From the previous posts in this thread I gathered that these awesome looking shrimps need a higher temp 80-82 and higher ph as well.

hth
brat


----------



## southerndesert (Oct 14, 2007)

I am keeping mine at 82 F with a PH of 8.2 GH is 3 and KH is 4 to 5

This is pretty close to reported natural water conditions for these shrimp...So far they are healthy and active.










Cheers, Bill


----------



## shoteh (Dec 9, 2007)

Wow they are beautiful. Thumbs up. Keep us posted if you ever sell any.


----------



## dhavoc (Mar 17, 2006)

Slyder, sorry, but your going to have to go RO if you want to keep these happy. i have the same problem with my tap and gave up and got an RO filter system. i use a thin layer of crushed coral covered with 3m colorquartz, and pure RO. i get a ph of 8.3-8.4 and hardness of 80-120 ppm.


----------



## manifresh006 (Jul 20, 2007)

Santa Claus !!!

Nice Shrimps


----------



## SlyDer (Jul 11, 2007)

dhavoc said:


> Slyder, sorry, but your going to have to go RO if you want to keep these happy. i have the same problem with my tap and gave up and got an RO filter system. i use a thin layer of crushed coral covered with 3m colorquartz, and pure RO. i get a ph of 8.3-8.4 and hardness of 80-120 ppm.
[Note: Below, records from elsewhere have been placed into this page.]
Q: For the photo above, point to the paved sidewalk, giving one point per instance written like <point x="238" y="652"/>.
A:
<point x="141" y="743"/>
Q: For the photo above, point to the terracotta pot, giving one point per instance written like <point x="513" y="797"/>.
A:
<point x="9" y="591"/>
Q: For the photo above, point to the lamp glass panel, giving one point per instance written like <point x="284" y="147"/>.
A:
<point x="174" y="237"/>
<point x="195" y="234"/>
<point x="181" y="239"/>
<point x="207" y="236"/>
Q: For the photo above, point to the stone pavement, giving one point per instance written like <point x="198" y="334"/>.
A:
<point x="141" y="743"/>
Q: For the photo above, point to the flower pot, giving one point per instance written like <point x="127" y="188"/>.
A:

Just wishful thinking i guess, right now i pack a few 5gal waterjugs to walmart and fill with ro every 2 weeks, right now its cheaper. When i move into my new house ill probably get my own ro. My 55 gal might make a nice storage container.

thanks
-SlyDer


----------



## mikishuhoo (Feb 23, 2010)

The shrimps look so beautiful!

Kenny


----------